Genesee County Habitat for Humanity (GCHFH) has been working since 1990 to build, rehabilitate and repair homes in Genesee County. For our 2019 real estate issue, we wanted to highlight its accomplishments and those of its partnering Flint neighborhood groups.
“Although Genesee County Habitat for Humanity works throughout the county, we feel the work we have been able to concentrate throughout neighborhoods in the city of Flint, in collaboration with residents and partner organizations, has had the greatest impact,” executive director Margaret Kato says.
GCHFH focuses its work within specific neighborhoods to improve residents’ sense of place and community as well as overall quality of life. As part of the FlintBRAND (Building Resident Action by Neighborhood Design), it encourages residents to take ownership in creating meaningful improvements in their neighborhoods. GCHFH staff members work with neighborhood associations, block clubs and crime watch groups from design through implementation of projects with a cost cap of $10,000.
Here are some of its most recent endeavors in the city of Flint.
Urban Transformation Development revitalized Dewey Park in the northeast part of Flint near the North End Soup Kitchen.
• King Ave PLUS created the Dr. Martin Luther King Jr. Memorial Peace Garden on Martin Luther King Blvd. between McClellan and Genesee Streets and installed 26 flowerpots throughout the neighborhood.
• Brownell Holmes Neighborhood Association transformed an empty lot into a small literacy-oriented park and added signs and flowers to the neighborhood to create a sense of community.
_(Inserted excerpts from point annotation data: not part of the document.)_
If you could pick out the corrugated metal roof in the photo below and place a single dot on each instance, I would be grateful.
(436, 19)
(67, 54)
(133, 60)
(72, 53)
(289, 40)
• Ballenger Highway Neighborhood Association cleared dangerous overgrowth from 22 empty lots, creating a safer environment through improved visibility.
• Fairfield Village Neighborhood Association upgraded 41 streetlights to illuminate the area for increased safety.
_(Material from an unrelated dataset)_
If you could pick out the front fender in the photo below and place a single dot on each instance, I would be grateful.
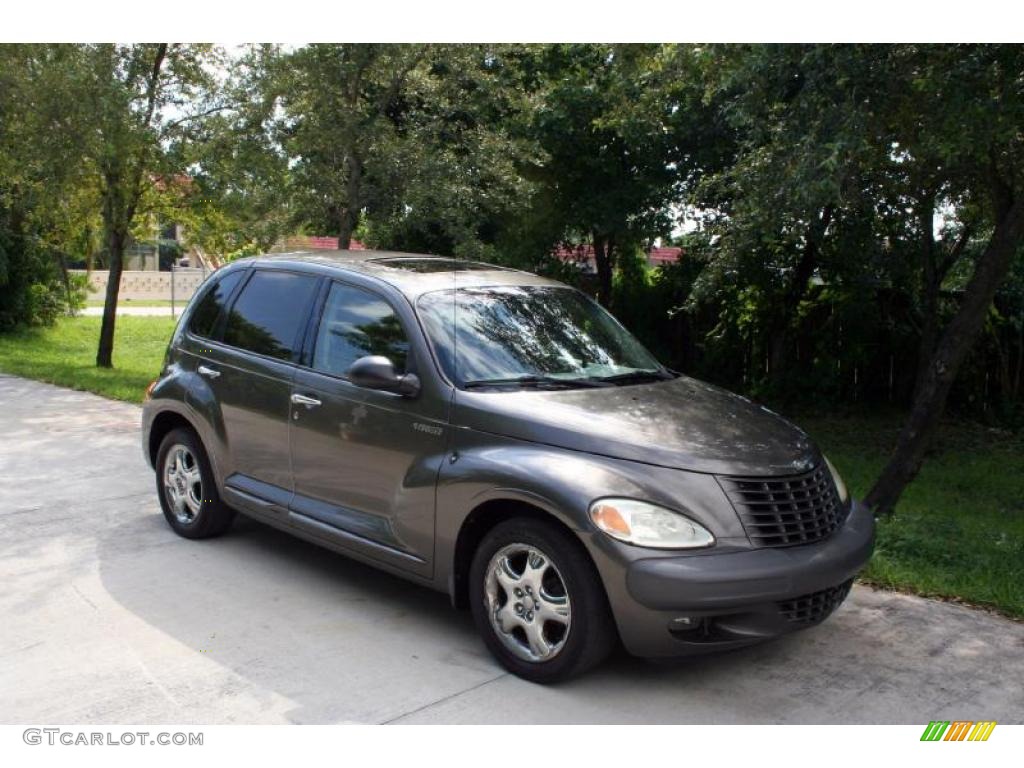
(563, 483)
(187, 394)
• West Pulaski Block Club turned a vacant lot into a place for meetings, picnics, food giveaways and more.
• Historic Civic Park Preservation Association made a vacant lot into a music venue and held a three-day music festival featuring performers from the neighborhood.
• Foss Avenue Block Club tore down a dangerous house, cleared trees that could hide criminal activity and incorporated the lot into a pocket park.
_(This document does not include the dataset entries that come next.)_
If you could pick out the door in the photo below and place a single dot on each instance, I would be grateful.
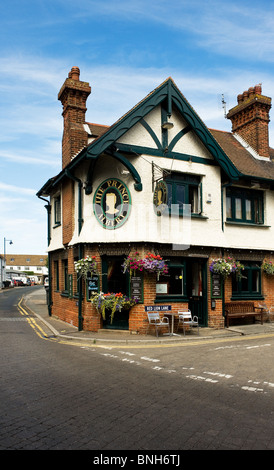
(114, 281)
(197, 289)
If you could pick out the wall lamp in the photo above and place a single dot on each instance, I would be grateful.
(167, 125)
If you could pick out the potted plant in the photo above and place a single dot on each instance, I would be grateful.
(114, 302)
(226, 266)
(268, 267)
(86, 266)
(150, 263)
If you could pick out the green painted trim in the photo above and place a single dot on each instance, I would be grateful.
(160, 153)
(178, 137)
(151, 132)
• Mott Park Recreation Area Board made plans for a kayak launch in Mott Park to involve community members in enjoying the natural beauty of the Flint River and its environs.
Spotlight on Grand Traverse Neighborhood
Since 2008, Habitat has built 23 homes, provided repairs to 25 homeowners in the Grand Traverse Neighborhood, removed hundreds of tons of litter and cleared dozens of vacant lots. It has invested more than $500,000 in neighborhood parks and beautification in the Grand Traverse area. As a result there has been a 46 percent rise in area home value while the rest of the city’s home assessments showed a 31 percent drop. Further, it plans to make improvements to Memorial Park,wvw including a 10-station outdoor gym.
These projects have resulted in a feeling of safety, togetherness, mastery and better overall quality of life for the residents of these neighborhoods. “It has been an honor to be a small part of the hard work the residents of Flint have accomplished,” Kato says.